Not only has the Refugee Language Program helped improve her English, it has introduced her to people from all over the world. “It doesn’t feel like a class,” she says. “It’s a very warm place. It’s given me new friends from different cultures and different countries.”
Her friendship with Killara has been a lifeline. Initially, their tutoring sessions focused on language skills. Soon, though, Killara was helping Sally with her vocational studies in hospitality and aged care. She visited Sally in hospital when she was sick. They started catching up over lunch and dinner.
For Killara, the friendship has been a window into an unfamiliar world. “It’s been really interesting to find out about Sally’s background and her experiences,” she says. “It’s given me much more awareness of what’s going on outside Australia.”
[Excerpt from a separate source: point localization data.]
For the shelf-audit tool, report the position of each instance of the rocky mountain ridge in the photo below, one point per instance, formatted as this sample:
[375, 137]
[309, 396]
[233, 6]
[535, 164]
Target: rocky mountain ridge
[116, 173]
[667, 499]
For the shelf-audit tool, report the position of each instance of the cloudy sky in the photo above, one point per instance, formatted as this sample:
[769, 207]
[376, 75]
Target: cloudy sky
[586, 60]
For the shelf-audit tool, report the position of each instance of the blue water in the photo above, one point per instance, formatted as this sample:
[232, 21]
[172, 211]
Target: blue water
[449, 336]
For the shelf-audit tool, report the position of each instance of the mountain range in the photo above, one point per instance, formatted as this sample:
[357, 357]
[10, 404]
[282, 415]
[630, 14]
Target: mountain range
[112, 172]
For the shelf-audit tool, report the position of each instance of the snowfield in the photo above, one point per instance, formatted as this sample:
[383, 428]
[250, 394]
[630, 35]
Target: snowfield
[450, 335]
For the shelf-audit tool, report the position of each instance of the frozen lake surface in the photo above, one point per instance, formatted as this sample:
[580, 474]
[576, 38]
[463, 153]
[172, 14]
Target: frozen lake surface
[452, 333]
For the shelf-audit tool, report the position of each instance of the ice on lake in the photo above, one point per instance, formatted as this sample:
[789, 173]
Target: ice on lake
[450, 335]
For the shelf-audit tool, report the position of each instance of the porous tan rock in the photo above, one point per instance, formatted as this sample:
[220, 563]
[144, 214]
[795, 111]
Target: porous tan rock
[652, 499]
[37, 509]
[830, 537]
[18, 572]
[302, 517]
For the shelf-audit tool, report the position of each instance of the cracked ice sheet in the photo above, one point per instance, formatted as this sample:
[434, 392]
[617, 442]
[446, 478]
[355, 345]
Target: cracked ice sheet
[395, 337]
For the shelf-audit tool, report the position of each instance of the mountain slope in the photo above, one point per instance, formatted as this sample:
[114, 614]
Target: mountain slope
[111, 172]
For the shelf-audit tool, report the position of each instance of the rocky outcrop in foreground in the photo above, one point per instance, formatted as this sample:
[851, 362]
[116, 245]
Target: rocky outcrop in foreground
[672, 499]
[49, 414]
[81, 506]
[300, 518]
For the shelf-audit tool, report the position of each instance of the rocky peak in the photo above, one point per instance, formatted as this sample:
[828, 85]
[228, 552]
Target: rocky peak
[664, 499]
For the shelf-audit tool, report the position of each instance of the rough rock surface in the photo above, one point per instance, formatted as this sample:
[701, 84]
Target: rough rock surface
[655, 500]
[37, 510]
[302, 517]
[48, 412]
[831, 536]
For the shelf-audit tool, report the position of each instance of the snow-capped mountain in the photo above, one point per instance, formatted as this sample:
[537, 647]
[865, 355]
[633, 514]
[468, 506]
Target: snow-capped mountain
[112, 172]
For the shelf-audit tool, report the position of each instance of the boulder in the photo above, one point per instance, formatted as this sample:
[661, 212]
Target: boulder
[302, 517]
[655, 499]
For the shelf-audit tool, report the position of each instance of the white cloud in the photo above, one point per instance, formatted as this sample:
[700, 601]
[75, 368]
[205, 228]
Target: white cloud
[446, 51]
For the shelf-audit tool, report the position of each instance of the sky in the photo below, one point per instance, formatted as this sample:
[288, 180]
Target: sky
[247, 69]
Volunteering with the Refugee Language Program, Killara says, has given her a new perspective on her own life. “In what other circumstance would you be able to have lunch with 20 people, all from different countries, all talking together and learning from each other? It’s like a family.”
As Sally waits for her application for permanent residency to be assessed, she is dreaming of starting her own business – perhaps a take-away shop. “I feel lucky,” she says. “Now I’ve got a family here, I’m really happy.”